Interview with a former German lorry driver
A lorry driver who works in an IT company? A very unusual combination, but the reason is easy to explain. Jochen Dieckmann has worked 15 years as a lorry driver and has been almost all around in the world. In his career he has also been “all around” as a journalist, public relations manager for a politician, financial advisor and HGV driving instructor. Finally, Jochen is also an author, having written a book entitled “No time to sleep until the end of this month.”
For four years now, Jochen has been working in the marketing department of TimoCom, the company that operates the largest transport platform in Europe. His challenge: to improve the image of the road haulage industry. “Everyone wants the goods, but no one wants the lorries carrying them. In this sense, there is still much to do, “says Jochen.
“Not answering the mobile phone equal less money.”
Jochen looks back at the life of a lorry driver with nostalgia, but he also remembers the difficulties of the industry, the heavy work and poor pay. His last employer sent a letter to all drivers with the following content: Those who do not answer the phone, they will be deducted € 250 on the payroll the first time.
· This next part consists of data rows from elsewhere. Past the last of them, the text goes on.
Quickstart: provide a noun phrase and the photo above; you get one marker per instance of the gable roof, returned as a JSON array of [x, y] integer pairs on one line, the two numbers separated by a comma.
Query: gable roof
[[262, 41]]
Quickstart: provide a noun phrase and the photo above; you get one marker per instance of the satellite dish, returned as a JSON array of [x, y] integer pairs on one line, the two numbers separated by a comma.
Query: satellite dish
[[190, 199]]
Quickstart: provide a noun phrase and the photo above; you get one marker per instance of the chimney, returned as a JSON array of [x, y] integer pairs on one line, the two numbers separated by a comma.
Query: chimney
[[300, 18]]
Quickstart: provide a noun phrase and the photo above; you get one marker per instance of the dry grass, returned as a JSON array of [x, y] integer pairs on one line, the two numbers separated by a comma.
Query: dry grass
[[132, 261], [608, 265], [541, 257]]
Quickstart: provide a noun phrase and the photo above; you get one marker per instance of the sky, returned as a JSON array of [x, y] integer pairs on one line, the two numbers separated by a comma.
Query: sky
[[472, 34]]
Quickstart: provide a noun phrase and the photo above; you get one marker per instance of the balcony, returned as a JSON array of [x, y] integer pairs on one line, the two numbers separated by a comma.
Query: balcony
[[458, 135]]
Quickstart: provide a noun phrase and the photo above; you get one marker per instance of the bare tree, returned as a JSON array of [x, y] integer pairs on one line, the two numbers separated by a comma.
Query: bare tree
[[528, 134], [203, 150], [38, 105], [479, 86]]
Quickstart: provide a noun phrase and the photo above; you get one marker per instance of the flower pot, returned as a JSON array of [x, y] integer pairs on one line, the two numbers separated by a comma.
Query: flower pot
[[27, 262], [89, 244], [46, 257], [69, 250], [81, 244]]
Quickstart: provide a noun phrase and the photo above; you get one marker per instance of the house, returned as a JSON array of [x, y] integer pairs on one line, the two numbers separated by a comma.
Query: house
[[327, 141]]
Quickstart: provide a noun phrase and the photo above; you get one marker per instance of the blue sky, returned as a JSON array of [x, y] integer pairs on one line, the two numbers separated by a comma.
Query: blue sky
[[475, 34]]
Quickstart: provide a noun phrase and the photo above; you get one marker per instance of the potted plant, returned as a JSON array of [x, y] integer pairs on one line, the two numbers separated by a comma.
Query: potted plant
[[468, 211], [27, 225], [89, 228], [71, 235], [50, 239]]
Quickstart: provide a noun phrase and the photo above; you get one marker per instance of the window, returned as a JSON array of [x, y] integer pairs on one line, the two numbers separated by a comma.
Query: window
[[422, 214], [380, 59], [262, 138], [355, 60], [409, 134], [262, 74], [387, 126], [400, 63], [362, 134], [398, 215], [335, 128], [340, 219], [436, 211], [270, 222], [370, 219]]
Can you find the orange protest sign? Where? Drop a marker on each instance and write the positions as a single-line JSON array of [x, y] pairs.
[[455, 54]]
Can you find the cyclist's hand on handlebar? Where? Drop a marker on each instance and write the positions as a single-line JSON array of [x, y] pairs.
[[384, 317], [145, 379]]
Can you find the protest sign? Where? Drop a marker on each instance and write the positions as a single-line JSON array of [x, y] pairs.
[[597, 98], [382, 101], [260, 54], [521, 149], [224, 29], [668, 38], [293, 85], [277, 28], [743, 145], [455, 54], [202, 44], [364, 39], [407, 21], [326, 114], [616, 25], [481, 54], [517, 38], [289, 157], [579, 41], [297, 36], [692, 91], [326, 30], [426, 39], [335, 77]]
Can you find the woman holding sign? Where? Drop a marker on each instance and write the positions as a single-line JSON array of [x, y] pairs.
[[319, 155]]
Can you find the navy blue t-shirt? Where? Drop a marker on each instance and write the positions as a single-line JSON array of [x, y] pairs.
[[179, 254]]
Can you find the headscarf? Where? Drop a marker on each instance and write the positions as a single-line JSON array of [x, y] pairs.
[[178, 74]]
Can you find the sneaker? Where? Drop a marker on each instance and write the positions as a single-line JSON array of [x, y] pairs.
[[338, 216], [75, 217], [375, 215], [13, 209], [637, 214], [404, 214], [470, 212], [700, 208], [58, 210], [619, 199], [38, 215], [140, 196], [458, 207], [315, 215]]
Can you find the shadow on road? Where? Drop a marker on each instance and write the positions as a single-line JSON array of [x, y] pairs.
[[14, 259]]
The second time, they will be fired. “Once I had to pick up the phone, while I was in the shower,” remembers Jochen.
And such measures with a pay of € 1,700 per month. Although, the problem was not so much the amount, but much more the insecurity that one could ever know how much of the pay to expect in the end of the month, in other words: how much the employer would suddenly deduct.
But can one blame the companies for this situation? “Many companies, unfortunately, are not in a position to pay more,” says Jochen. “In Europe it is a price war due to differences between Europe and other countries. Furthermore, road hauliers have more and more difficulty finding qualified drivers. Jochen, in this regard, believes that the sector should react. In Germany, like in many other Western European countries, in the coming years there will certainly be a serious shortage of drivers. And this is due in large part to the fact that here the compulsory military service was abolished some years. “In my generation, at least a third of driving licenses for lorry was taken during military service.” Suffice it to say that that currently in Germany paying the license privately costs about € 5,000.
In fact, today, there are certainly many good reasons why a young man should not approach this profession. But Jochen does not want to discourage anyone. According to him, if in a few years the sector should have a sufficient number of drivers, it will be necessary to change the working conditions to make the profession more attractive. Nevertheless, being a lorry driver of course also has positive sides and advantages over the typical office work: “At the end of the day you do not have to go home, where a thousand chores are waiting to be done,” Jochen says with a wink in the eye and a smile on his lips.